“Un élément perturbateur” d'Olivier Chantraine
Comment se lancer dans la vie, quand rien ne nous y pousse vraiment ? Telle est la question qui traverse ce premier roman, drôle et intelligemment conduit.
C’est d’abord le portrait d’un inadapté. D’un « élément perturbateur », ce héros de rien qui vient perturber l’ordre établi et la machine bien huilée du système – celui de l’entreprise, du profit, de la réussite à tout prix. Et qui, finalement, saura prendre son indépendance, décider par lui-même pour, peut-être, « faire quelque chose de sa vie ».

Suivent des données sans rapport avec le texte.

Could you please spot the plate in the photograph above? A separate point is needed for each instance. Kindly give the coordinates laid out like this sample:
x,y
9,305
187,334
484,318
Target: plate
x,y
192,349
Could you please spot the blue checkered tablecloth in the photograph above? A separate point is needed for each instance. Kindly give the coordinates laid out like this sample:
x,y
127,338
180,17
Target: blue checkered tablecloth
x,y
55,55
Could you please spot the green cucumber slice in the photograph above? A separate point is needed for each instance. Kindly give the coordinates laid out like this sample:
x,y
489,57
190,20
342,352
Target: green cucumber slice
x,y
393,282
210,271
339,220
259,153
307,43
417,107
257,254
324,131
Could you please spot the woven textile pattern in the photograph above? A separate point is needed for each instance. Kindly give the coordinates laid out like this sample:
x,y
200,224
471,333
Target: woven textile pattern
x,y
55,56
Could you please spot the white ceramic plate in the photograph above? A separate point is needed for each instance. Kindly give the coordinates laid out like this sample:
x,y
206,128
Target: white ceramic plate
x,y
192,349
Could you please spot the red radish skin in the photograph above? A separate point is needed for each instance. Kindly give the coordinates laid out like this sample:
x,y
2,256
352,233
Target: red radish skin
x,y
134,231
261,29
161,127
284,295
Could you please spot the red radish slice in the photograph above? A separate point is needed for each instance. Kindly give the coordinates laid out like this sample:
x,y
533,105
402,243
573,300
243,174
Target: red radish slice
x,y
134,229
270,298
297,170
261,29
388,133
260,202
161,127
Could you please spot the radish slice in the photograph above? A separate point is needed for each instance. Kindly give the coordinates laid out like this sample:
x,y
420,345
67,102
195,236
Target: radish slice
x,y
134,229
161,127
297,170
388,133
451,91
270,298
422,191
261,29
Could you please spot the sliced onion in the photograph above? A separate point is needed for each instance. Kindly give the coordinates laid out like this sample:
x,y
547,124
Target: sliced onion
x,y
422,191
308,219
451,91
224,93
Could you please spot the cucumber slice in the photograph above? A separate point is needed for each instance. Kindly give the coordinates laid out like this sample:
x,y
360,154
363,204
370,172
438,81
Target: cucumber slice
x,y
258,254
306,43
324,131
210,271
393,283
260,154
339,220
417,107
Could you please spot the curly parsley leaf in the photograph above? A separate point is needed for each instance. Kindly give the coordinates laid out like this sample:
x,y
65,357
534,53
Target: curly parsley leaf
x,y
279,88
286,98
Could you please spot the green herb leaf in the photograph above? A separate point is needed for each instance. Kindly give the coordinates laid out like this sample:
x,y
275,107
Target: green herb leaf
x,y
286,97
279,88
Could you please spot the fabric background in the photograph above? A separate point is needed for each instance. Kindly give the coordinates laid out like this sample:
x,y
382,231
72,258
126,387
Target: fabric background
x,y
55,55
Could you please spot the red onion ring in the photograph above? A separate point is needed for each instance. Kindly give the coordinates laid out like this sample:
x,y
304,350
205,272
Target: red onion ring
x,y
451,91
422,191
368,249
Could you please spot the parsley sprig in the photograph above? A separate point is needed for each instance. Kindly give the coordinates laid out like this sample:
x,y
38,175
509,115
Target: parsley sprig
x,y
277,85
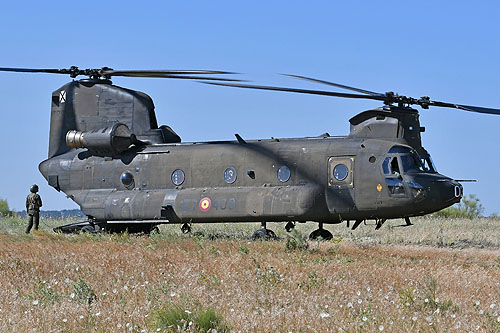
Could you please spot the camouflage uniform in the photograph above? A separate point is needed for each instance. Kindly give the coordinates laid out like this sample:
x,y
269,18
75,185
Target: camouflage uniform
x,y
33,204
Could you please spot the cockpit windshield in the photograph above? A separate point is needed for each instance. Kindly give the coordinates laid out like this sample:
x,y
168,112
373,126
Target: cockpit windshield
x,y
428,164
411,162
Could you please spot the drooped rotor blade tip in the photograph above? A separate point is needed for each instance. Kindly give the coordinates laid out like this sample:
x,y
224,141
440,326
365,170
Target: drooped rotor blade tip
x,y
338,85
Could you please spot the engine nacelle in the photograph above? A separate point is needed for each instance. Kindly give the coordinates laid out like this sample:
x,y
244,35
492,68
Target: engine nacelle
x,y
110,140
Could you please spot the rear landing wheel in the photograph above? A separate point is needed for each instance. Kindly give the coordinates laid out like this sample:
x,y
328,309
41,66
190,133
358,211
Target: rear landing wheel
x,y
324,234
186,228
264,234
289,226
321,233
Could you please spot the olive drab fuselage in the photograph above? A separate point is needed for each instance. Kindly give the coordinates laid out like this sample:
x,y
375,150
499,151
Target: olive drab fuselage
x,y
379,171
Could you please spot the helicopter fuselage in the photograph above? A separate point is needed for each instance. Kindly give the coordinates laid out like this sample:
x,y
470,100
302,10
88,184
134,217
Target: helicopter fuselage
x,y
324,179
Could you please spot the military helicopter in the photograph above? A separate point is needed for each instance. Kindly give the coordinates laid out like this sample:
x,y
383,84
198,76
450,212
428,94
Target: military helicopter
x,y
108,154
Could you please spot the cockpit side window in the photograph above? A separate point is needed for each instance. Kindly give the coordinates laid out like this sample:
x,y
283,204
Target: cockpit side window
x,y
428,165
386,166
395,166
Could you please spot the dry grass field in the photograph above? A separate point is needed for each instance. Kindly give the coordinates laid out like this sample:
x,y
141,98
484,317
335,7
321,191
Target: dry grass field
x,y
439,275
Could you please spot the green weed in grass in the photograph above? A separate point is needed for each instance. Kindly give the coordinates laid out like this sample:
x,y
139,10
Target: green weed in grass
x,y
177,318
43,293
84,293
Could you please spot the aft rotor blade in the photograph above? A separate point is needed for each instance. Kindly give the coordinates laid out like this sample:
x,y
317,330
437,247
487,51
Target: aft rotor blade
x,y
466,107
301,91
332,84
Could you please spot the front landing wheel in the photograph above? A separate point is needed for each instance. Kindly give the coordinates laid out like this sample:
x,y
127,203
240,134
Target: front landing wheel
x,y
264,234
321,234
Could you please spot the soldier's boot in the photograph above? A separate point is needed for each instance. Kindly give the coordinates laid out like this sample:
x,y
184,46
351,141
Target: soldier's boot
x,y
30,224
37,221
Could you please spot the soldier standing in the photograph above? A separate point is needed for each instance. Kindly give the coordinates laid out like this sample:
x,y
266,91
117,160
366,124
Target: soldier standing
x,y
33,204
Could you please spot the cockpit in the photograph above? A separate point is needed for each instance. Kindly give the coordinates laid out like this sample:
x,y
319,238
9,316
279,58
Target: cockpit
x,y
401,161
409,162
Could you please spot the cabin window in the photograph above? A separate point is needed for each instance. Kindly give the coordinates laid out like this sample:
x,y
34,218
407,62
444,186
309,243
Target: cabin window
x,y
127,179
395,186
178,177
230,175
340,172
284,173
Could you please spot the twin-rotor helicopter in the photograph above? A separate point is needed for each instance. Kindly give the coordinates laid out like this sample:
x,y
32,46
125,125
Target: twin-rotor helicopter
x,y
108,154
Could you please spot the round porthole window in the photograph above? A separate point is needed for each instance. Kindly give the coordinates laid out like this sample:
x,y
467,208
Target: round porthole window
x,y
127,179
230,175
340,172
178,177
284,173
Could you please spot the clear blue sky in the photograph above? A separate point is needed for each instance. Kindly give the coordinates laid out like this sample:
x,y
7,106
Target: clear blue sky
x,y
448,50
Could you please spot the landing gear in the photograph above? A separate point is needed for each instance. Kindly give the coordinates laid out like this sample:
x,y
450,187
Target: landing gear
x,y
356,224
320,232
289,226
186,228
380,223
263,233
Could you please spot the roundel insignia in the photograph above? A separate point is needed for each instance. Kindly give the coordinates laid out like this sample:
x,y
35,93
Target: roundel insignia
x,y
205,204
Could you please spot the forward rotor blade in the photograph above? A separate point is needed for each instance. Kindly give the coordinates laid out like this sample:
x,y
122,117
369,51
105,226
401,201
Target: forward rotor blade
x,y
332,84
147,73
301,91
466,107
35,70
169,76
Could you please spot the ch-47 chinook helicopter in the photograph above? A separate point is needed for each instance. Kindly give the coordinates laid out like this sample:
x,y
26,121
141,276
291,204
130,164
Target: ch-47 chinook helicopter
x,y
108,154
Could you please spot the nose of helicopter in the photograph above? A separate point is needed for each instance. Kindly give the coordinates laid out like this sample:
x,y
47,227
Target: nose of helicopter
x,y
436,192
448,192
44,168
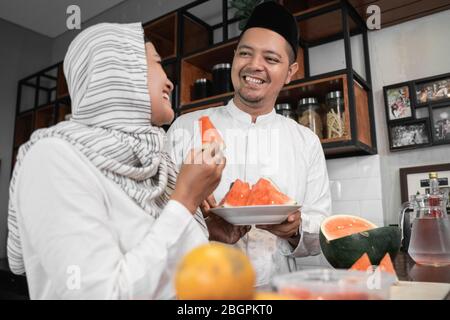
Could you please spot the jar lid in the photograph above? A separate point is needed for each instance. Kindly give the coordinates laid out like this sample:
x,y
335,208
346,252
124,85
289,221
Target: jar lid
x,y
201,80
283,106
310,100
222,66
334,94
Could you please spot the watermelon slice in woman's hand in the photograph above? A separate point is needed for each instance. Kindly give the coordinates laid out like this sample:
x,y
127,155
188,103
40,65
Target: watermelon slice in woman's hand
x,y
209,133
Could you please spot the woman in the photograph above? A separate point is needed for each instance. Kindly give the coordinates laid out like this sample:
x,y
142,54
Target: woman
x,y
94,211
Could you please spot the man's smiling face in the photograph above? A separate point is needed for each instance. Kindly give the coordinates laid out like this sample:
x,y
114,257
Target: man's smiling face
x,y
260,67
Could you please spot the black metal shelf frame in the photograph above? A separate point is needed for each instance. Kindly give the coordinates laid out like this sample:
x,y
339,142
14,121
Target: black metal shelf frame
x,y
347,12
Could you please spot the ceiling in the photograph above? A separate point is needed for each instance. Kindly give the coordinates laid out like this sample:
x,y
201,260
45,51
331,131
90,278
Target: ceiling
x,y
48,17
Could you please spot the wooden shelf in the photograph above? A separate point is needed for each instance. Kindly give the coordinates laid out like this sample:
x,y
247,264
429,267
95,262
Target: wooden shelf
x,y
319,88
24,128
196,36
320,28
163,34
200,66
61,86
63,110
44,117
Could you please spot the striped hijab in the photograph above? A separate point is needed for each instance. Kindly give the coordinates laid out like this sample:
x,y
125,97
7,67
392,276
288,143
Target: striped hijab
x,y
106,72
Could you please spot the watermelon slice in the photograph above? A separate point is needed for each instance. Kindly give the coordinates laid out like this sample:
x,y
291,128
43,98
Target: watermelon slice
x,y
209,133
386,265
339,226
344,239
362,264
264,192
238,194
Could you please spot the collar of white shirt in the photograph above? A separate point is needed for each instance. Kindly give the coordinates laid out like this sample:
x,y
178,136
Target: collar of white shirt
x,y
244,117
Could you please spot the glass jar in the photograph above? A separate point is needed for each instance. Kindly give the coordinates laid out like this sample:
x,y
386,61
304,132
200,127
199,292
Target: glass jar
x,y
309,115
202,88
335,120
222,78
286,110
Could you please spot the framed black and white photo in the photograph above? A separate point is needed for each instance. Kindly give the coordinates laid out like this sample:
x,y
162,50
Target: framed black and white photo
x,y
398,102
433,89
411,134
415,180
440,123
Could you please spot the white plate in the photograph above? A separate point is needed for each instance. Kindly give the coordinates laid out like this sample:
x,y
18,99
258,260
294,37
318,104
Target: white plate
x,y
249,215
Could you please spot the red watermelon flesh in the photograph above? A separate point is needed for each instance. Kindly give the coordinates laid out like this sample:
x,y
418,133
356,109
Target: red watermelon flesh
x,y
386,264
209,132
362,264
264,192
238,194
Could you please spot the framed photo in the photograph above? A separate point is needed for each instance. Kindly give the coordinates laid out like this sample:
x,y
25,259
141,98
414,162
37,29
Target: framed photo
x,y
411,134
433,89
415,180
440,123
398,102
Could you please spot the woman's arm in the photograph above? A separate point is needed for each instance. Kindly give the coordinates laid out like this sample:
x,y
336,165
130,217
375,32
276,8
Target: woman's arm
x,y
64,215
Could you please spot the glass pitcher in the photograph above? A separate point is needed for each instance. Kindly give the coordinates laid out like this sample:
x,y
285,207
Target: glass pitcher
x,y
425,222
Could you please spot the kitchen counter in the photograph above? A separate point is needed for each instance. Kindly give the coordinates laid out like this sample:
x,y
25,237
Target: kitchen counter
x,y
408,270
418,281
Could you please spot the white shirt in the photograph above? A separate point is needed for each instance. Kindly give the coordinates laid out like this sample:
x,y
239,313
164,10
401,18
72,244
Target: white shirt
x,y
84,238
274,147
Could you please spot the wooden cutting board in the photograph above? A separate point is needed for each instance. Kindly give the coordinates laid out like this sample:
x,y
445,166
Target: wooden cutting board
x,y
411,290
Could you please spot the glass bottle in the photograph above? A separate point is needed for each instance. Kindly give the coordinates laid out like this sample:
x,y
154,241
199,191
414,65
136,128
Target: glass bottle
x,y
335,120
285,109
309,115
435,194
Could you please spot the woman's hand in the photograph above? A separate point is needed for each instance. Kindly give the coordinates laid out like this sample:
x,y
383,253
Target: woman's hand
x,y
199,176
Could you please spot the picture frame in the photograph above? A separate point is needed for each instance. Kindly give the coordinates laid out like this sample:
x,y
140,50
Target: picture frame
x,y
409,134
415,180
432,89
398,102
440,123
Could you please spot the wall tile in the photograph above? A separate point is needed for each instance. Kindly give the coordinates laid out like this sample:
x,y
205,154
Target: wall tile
x,y
339,169
368,166
372,210
357,189
346,207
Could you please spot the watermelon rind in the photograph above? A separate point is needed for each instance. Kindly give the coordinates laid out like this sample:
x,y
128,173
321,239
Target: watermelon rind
x,y
343,252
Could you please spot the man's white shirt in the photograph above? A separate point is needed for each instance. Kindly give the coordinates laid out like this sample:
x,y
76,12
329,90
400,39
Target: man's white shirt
x,y
273,147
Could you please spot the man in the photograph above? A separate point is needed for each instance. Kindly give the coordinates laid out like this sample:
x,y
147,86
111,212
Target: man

Le narrateur est un brillant analyste financier en désaccord avec le monde de la finance – première contradiction d’une longue série –, et tout particulièrement avec le système pour lequel il travaille, l’évasion fiscale. Qualifié par tous d’électron libre, il ne doit sa survie en entreprise – où il ne fait « globalement rien » – qu’à son frère, ministre de l’Economie et des Finances. Celui-ci, homme pressé, se présente à la présidentielle contre son parti et le président en place qui l’a nommé. Cela vous rappelle quelque chose ? Voici probablement le premier roman – et pas le dernier – mettant en scène l’ascension d’Emmanuel Macron*. Le héros découvrira bientôt les liens entre la campagne présidentielle de son frère et un montage financier douteux qu’on lui demande de réaliser.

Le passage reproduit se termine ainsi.